1873 Texas Senate election

All 30 seats in the Texas Senate 16 seats needed for a majority
|  | Majority party | Minority party | Third party |
| Party | Democratic | Republican | Independent |
| Last election | 15 | 13 | 2 |
| Seats won | 25 | 4 | 1 |
| Seat change | +10 | −9 | −1 |
- Democratic hold Democratic gain Republican hold Independent gain Non-district territory
| President Pro Tempore before election Edward B. Pickett Democratic | Elected President Pro Tempore John Ireland Democratic |

= 1873 Texas Senate election =

The 1873 Texas Senate elections took place as part of the 1873 Texas general election. Texas voters elected state senators in all 30 State Senate districts to staggered terms, although none of these term lengths would end up mattering. The winners of this election served in the 14th Texas Legislature which called a constitutional convention. This led to the passage of the 1876 Texas Constitution, dramatically restructuring the state's government, which forced all Senators to run for re-election in 1876 concurrently with the election for the ratification of the new constitution.

== Background ==
Democrats had gained control of the Senate in the 1872 elections the previous year, although they failed to win an outright majority due to staggered Senate terms. Despite this, the conservative coalition and even some moderate Republicans undid many of the policies enacted by the 12th Legislature. They abolished the state police and limited the powers of the governor to declare martial law. They significantly decentralized the state's schooling system as well, but they did not dismantle the economic policies of the previous legislature.

=== Redistricting ===
The 13th Legislature redrew the state's legislative districts and reapportioned seats in the House of Representatives in 1873. The legislature passed the lines, and they became law without the signature of Republican governor Edmund J. Davis. The new lines forced all members of the Senate to run for re-election in 1873.

== Results ==
Democrats made massive gains, primarily in seats that were not up for election in 1872, gaining a supermajority in the chamber. Alongside the election of Richard Coke in the concurrent gubernatorial election, they won a government trifecta. At the start of the new legislative session, Republican T.G. Davidson refused to qualify for his seat, leading it to be declared vacant. Democrat Seth Shepard won the special election to fill his seat, flipping it.

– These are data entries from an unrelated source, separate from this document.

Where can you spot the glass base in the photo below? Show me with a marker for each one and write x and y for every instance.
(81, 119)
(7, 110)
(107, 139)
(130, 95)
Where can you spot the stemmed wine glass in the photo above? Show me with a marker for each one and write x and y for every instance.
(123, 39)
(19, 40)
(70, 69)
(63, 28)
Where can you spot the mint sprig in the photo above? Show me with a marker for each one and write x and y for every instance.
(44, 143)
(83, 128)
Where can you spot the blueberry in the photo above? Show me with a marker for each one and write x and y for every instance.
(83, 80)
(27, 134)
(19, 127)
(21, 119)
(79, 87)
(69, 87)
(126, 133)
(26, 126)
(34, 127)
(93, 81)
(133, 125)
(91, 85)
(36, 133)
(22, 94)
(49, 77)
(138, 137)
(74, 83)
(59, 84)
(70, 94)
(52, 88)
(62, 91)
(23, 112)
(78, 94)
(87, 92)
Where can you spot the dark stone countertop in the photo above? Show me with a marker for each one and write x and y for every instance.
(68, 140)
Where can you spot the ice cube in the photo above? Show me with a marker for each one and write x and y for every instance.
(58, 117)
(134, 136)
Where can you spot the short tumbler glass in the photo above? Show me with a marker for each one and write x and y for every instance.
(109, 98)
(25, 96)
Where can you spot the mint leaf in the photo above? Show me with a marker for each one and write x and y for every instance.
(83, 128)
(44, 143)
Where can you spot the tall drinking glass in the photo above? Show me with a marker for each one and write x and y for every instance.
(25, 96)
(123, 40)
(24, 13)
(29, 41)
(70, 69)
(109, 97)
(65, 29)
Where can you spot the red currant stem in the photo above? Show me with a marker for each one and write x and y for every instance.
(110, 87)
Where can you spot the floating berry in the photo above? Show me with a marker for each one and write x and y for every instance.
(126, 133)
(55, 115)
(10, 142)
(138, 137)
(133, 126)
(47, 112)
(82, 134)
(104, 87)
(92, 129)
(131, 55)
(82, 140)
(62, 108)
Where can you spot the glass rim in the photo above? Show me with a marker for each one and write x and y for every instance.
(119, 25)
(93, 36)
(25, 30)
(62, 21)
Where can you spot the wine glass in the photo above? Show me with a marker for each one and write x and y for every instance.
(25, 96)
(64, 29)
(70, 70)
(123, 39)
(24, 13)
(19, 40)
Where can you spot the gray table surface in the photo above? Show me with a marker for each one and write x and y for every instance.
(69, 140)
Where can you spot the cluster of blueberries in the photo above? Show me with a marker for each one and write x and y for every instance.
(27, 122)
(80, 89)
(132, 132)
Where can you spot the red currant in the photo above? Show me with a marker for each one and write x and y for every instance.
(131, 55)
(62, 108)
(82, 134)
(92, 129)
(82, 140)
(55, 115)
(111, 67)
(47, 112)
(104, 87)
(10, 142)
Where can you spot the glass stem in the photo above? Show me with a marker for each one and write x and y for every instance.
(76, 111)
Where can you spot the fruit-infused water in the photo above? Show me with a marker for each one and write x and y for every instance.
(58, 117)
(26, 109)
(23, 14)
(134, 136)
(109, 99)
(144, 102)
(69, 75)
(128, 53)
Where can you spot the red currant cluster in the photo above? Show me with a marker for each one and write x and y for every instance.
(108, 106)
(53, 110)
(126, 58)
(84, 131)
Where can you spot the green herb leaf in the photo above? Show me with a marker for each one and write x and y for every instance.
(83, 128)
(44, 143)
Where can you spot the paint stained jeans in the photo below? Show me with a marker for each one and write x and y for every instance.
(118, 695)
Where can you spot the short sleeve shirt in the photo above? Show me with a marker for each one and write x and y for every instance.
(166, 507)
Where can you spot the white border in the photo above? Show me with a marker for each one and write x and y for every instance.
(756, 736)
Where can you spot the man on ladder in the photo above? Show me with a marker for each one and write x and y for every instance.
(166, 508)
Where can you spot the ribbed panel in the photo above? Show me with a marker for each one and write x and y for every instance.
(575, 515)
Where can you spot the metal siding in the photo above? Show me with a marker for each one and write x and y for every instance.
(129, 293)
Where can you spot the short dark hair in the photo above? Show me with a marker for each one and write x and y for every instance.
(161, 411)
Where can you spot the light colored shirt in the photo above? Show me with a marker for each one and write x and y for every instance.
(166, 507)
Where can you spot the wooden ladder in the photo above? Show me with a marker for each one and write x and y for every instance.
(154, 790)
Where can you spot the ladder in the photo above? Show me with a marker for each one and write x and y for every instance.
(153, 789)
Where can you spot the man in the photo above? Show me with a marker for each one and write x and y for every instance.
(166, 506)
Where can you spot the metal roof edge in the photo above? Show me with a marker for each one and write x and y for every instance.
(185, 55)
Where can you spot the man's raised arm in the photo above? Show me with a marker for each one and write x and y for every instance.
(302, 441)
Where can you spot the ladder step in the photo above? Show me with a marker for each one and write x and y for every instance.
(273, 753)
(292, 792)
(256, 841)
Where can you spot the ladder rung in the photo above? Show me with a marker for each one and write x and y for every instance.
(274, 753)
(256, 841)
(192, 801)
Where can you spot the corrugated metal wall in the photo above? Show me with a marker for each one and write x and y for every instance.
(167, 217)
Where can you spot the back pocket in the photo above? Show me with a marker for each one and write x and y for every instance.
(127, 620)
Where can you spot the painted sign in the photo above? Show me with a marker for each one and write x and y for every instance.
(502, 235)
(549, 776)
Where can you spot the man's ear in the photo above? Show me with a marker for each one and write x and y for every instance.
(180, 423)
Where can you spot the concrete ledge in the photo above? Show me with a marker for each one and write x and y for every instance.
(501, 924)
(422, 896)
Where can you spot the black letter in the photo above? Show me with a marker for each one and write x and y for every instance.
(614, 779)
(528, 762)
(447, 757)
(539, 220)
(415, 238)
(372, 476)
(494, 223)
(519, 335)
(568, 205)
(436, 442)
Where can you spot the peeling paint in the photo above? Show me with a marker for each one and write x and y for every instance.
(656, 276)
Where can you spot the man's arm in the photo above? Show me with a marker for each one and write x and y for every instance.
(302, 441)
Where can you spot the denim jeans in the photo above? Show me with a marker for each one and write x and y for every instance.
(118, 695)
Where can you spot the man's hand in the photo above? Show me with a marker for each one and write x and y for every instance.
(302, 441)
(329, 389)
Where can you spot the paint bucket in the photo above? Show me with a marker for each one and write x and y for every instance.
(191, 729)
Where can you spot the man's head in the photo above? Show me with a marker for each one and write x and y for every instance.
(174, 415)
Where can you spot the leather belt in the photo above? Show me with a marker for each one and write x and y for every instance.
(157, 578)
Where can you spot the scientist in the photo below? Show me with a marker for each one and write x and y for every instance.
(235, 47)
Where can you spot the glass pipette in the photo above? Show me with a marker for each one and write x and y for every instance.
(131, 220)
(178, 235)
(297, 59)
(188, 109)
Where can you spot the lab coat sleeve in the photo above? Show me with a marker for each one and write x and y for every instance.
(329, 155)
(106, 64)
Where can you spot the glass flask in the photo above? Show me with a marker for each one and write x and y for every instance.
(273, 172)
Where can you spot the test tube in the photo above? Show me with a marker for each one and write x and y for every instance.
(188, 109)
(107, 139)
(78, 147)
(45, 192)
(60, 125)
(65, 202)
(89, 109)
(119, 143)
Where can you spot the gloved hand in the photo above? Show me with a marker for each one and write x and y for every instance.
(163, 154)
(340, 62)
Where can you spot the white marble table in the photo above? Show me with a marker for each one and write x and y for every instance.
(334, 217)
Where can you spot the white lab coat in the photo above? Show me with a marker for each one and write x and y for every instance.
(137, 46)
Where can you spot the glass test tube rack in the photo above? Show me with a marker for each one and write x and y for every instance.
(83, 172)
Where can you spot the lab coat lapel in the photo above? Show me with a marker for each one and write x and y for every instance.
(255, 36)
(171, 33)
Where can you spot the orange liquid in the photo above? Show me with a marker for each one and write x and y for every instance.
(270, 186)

With full control of the state's government, Coke and the Democrats drafted a new constitution to present to voters for ratification, but the House of Representatives rejected this, leading instead to the calling of a constitutional convention to draft it. They called an election in August of 1875 to approve the convention and elect three delegates from each Senate district. 75 Democrats and 15 Republicans were elected to the convention. This convention sought to dramatically reshape state government, removing as much of the legacy of Republican control as possible. The convention passed the new constitution by a vote of 53–11 and it was put to voters in February 1876, concurrent with new elections for the state legislature and for governor.